So what about medicine and healthcare? The application of ‘big data’ using AI in health has been around for many decades. Machine learning however is a newer application of AI where computers are trained on data sets but critically can then learn how to perform tasks and make predictive decisions without explicit programming. And some of the really exciting advances in machine learning are examples of deep learning; here very large data sets are stratified into many different layers and can start to learn or in other words improve the probability of what is correct or incorrect in comparison to the training sets. A further difference is scale; healthcare is becoming increasingly data intensive: cheaper and more widespread genome screening, smart phone use, electronic health records – its potential is growing exponentially. The difficulty is trying to apply it appropriately to a healthcare system that tends to grow incrementally.
With big data comes big responsibilities. Consent and providing a genuine understanding of data use to patients is certainly one of the most important of these. We need to balance not stifling innovation with the need for an accepted evidence base of benefit and the very real safety risks of poorly designed interventions.
So what are some of the hot areas where AI is starting to impact meaningfully in medicine?
- Earlier diagnosis. Accurate diagnosis of and exclusion of melanoma is already an area where AI can improve diagnostic specificity and sensitivity compared to an international reference group of dermatologists. While it may not yet achieve the level of the ‘super-specialist’ quite yet, it relentlessly continues to improve.
- Smart algorithms often fronted by an avatar that provide auditory or text conversations are growing rapidly, particularly in primary care. Some also focus on providing information in particular disease areas such as cancer. Many still struggle to convey accurate personalised information particularly with rare diseases and co-morbidities but this is changing rapidly.

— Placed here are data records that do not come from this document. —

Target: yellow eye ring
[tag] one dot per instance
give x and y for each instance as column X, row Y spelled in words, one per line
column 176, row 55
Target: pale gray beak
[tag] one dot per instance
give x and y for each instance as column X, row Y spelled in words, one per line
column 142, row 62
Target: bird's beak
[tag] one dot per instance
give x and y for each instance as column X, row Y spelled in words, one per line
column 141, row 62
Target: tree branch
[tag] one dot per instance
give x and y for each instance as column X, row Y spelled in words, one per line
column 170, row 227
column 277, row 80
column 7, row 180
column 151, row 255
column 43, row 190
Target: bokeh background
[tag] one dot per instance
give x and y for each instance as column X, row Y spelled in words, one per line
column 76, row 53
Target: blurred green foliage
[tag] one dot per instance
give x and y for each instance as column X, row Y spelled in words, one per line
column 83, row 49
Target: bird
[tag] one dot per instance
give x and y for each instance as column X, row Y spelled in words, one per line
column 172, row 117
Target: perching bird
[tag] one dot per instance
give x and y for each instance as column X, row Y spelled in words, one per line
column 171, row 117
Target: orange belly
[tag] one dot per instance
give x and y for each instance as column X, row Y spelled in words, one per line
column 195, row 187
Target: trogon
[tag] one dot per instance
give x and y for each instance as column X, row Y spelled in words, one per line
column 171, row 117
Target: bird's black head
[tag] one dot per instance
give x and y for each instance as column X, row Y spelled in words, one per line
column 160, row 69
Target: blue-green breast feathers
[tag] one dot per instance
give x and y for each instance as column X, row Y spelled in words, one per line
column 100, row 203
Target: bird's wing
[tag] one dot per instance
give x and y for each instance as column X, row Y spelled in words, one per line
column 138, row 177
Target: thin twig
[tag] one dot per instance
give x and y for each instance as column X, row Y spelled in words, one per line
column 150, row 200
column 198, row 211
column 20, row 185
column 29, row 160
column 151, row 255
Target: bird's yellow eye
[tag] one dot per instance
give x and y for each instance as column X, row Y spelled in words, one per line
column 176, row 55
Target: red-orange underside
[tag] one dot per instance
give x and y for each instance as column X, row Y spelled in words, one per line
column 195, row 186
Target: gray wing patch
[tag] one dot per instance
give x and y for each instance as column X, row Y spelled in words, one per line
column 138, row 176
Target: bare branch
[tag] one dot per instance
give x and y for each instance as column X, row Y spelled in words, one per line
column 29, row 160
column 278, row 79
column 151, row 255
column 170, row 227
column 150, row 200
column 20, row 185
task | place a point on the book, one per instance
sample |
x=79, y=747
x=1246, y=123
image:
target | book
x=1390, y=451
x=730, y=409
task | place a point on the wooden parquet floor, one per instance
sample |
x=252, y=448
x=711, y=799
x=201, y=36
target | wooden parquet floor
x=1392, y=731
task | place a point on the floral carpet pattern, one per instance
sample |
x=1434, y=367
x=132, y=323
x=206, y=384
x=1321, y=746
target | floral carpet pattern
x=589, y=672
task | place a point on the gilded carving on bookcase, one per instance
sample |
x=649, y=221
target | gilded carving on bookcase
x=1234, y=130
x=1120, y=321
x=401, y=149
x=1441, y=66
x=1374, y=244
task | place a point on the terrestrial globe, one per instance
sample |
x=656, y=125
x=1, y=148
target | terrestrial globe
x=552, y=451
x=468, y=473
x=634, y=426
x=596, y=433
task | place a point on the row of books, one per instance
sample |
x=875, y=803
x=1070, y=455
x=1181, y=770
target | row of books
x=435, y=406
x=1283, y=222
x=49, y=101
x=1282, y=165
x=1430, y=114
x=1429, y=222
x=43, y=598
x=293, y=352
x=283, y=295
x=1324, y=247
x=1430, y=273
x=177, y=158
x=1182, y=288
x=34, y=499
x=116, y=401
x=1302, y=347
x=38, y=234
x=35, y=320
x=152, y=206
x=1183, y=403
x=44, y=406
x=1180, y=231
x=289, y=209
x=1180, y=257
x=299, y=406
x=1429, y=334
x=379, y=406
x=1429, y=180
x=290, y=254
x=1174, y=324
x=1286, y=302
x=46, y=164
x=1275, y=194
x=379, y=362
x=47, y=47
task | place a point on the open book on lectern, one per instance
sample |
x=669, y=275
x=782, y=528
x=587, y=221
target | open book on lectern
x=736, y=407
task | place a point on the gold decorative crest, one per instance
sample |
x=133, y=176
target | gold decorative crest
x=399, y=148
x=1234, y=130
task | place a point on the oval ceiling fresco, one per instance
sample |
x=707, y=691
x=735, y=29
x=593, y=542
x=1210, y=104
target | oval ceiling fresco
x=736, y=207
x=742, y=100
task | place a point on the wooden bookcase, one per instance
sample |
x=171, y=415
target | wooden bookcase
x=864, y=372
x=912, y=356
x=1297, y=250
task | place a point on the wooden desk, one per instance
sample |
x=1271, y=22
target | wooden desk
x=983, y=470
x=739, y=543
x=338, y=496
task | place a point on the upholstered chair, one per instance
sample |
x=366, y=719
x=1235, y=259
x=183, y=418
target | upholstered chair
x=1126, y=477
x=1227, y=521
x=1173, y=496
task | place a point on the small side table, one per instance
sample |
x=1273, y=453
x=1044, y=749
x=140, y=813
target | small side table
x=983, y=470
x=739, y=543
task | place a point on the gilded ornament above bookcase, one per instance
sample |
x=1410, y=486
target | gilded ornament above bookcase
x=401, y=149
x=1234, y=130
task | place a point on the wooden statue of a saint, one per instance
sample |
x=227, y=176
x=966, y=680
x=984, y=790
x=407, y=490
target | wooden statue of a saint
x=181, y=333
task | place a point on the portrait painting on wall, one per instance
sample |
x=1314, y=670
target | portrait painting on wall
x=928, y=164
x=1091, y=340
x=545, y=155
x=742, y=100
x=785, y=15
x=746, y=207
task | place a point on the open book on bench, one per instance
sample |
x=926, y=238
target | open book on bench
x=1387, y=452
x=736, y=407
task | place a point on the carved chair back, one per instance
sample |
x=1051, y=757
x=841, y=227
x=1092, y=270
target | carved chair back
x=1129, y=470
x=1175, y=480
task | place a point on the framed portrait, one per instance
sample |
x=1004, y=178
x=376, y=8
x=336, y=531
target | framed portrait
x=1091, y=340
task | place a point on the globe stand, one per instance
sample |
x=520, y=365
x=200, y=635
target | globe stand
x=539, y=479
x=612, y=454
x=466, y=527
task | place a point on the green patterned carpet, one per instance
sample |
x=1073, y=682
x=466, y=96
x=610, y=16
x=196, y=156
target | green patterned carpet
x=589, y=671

- Workforce challenges. The 2017/ 2018 RCP census highlighted the alarming finding that 45% of advertised consultant physician posts went unfilled due to a lack of suitable applicants. Much of the work we undertake is administrative or requesting and checking large amounts of routine diagnostic tests. Applying AI to some of these pathways is likely to be more efficient and cost saving by freeing up expert time for more challenging tasks that require a greater understanding of clinical context and relevance.
Despite clear opportunities there remain significant challenges which provide opportunities for forward-thinking clinicians.
- A knowledge/expertise gap between clinicians and companies that develop AI: AI companies don’t have the staff that are sufficiently clinically connected to inform their algorithms; people with clinical knowledge don’t know about algorithms. We need to find ways to span that gap. There needs to be a greater emphasis on how we engage and educate physicians (and indeed the whole NHS workforce) so they can contribute meaningfully to what is in essence a fourth industrial revolution. The NHS Digital Academy is a start but largely is recruiting the technological early adopters.
- The issue of who is diligently assessing companies developing AI. Some work is happening here in primary care. Could the RCP develop a similar framework in secondary care?
- The huge task of data cleansing. A very significant and costly task is not the AI development itself but the work to collate and cleanse the data, and the fact that the NHS at the moment is not set up to do this. Unless we have a framework for agreed data entry across health and social care systems we will continue to struggle to use these tools in the best ways that benefit our patients and populations.
A final thought. I am convinced that AI will become an indispensable tool across many aspects of healthcare. Will it put us out of a job? AI will not replace physicians. However physicians who use AI will replace those who don’t.